Hikâyeler genelde birinci kişi ağzından yazılmıştır. İçerden ve sıcaktır anlatım. Temalar kimsesizlik, yoksulluk, açlık, sefalet yanında aşk, ihtiras gibi alanları da içine alır. Coğrafya, uzak ve yakın diyarlarıyla (Balkanlar, Kuzey Afrika, Kafkasya) İslam coğrafyasıdır. Hikâye kahramanları içinde çocuklar ve gençler başta gelmektedir. Asil ruhlu yoksul düşmüş yaşlılar, analar, çocuğunu kaybetmiş babalar ve özellikle eğiticilerdir (hocalar, şeyhler).. İslâm âleminin yaşadığı savaş ve göç gibi büyük sorunların yol açtığı insanî durumlar, inançlar üzerine uygulanan baskı, iktidarlara yönelen eleştiriler, yerine göre derin bir merhamet veya keskin bir ironiyi yüklenmiş bir dille, usta işi bir anlatımla ortaya konulur. Tüm bunlar realist ve ayrımları gözeten bir dikkatle, hiç kaybedilmeyen bir aklıselim rehberliğinde yapılır. Ahmet Hilmi, iktidarı eleştirme konusunda, dönemin önde gelen bazı İslam aydınlarıyla ortak bir tutum sergiler. Bu açıdan baktığımızda “Tayru’s-Sultan” hikâyesinde, bürokratik zaaf ve gevşekliklerin yol açtığı bir sömürü, bir devekuşu hikâyesi olarak kendini gösterir. Ancak yazar o kadar üst düzeyli bir anlatım diline ulaşır ki, hikâyesi, belli bir tarihte Fizan’da yaşanan bir olay olmanın üzerine çıkar. İnsanlığın herhangi bir döneminde, herhangi başka bir toplum için de anlamlar içeren bir boyut kazanır. “Fakir Çocukla Hızır” hikâyesi için, İslâm medeniyet dairesi içinde, bugüne kadar ortaya konulmuş eşsiz bir Hızır ve çocuk hikâyesi diyebiliriz. Her bakımdan mükemmel bir kıvamı çerçeveler. “Melekzâde Ailesi” maddiyatla maneviyatın çatışması ve maneviyatın zaferi şeklinde okunabilir. Ancak yazar, bunu yaparken yalnızca zıt tarafların birbiriyle çatıştığı düz bir anlatım ortaya koymaz. İnsanî halleri gözden kaçırmayarak anlatımını daha gerçekçi bir zemine oturtur. “Küçük Hikâye” de kitaptaki favori hikâyelerimden biri. O dönem Rusya’sında Müslüman toplumları sindirme adına getirilen bir yasağın bir çocuğun penceresinden aktarımı yürek yaralayıcıdır.
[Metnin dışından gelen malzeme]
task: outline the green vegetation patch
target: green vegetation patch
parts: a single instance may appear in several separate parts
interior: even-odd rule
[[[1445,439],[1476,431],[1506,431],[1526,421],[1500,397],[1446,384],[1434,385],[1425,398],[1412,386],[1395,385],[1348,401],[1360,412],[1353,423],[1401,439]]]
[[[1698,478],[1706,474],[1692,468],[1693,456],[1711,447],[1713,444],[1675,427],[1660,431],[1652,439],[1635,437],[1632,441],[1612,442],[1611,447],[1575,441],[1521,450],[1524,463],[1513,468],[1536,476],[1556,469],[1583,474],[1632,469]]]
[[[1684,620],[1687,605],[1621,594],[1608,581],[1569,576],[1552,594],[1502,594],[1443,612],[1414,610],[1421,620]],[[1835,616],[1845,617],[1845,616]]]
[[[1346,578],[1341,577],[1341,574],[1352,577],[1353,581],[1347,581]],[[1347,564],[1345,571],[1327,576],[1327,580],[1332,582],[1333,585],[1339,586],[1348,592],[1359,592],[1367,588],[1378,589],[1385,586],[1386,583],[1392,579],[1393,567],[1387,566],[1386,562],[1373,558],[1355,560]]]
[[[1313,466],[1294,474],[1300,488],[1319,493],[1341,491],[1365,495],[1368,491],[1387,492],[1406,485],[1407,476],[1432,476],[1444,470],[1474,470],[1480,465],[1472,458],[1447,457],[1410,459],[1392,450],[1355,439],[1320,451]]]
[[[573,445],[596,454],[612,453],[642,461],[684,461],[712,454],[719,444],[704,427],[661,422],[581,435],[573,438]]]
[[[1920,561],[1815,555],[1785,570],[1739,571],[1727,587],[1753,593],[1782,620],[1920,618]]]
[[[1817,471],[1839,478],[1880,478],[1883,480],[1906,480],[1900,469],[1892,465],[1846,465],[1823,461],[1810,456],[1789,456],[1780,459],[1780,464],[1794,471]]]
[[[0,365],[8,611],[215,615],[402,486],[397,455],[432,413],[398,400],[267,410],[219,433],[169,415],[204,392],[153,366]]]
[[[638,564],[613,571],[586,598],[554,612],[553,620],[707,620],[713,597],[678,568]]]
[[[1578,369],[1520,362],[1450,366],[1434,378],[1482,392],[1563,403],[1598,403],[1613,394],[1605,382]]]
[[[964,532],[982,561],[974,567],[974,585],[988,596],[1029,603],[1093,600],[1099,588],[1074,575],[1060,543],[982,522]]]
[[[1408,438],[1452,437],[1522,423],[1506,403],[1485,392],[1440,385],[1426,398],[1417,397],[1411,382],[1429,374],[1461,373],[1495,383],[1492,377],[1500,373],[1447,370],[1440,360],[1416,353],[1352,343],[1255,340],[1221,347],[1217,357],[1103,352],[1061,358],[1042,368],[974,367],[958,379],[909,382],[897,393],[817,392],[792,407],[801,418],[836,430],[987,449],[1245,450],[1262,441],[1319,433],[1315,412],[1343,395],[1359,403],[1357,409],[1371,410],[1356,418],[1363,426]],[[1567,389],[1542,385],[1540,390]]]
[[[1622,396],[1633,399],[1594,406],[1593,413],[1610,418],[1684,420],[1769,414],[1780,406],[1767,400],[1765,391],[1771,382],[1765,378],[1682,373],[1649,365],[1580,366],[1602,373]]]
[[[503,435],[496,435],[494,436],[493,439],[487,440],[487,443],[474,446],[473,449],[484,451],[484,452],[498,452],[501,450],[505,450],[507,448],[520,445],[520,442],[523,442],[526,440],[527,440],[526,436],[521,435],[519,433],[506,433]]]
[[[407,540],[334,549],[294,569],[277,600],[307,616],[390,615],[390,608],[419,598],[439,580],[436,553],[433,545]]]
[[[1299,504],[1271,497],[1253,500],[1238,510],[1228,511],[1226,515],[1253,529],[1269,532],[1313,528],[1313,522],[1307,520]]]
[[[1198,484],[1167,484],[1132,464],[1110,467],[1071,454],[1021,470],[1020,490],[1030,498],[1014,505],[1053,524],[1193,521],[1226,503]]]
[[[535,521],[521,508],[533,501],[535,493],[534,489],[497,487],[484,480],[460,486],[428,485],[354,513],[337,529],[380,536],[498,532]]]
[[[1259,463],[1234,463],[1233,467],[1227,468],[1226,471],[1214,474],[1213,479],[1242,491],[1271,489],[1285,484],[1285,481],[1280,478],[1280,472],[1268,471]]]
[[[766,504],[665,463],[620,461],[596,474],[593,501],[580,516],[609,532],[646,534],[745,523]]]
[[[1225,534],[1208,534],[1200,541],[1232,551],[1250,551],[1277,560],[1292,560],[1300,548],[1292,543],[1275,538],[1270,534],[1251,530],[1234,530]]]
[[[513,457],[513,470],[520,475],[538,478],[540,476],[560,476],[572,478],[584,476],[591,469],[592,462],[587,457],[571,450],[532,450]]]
Ahmet Hilmi’nin bu hikâyeleri II. Meşrutiyet sonrası yıllarda yazdığı göz önünde bulundurulursa, yenilik dönemi Türk hikâyeciliği içinde tuttuğu yer de fark edilmiş olur. Sözünü ettiğim hikâyeler, pedagojik gücüyle bundan sonra antolojilerde, ders kitaplarında da yer almayı hak eden metinlerdir.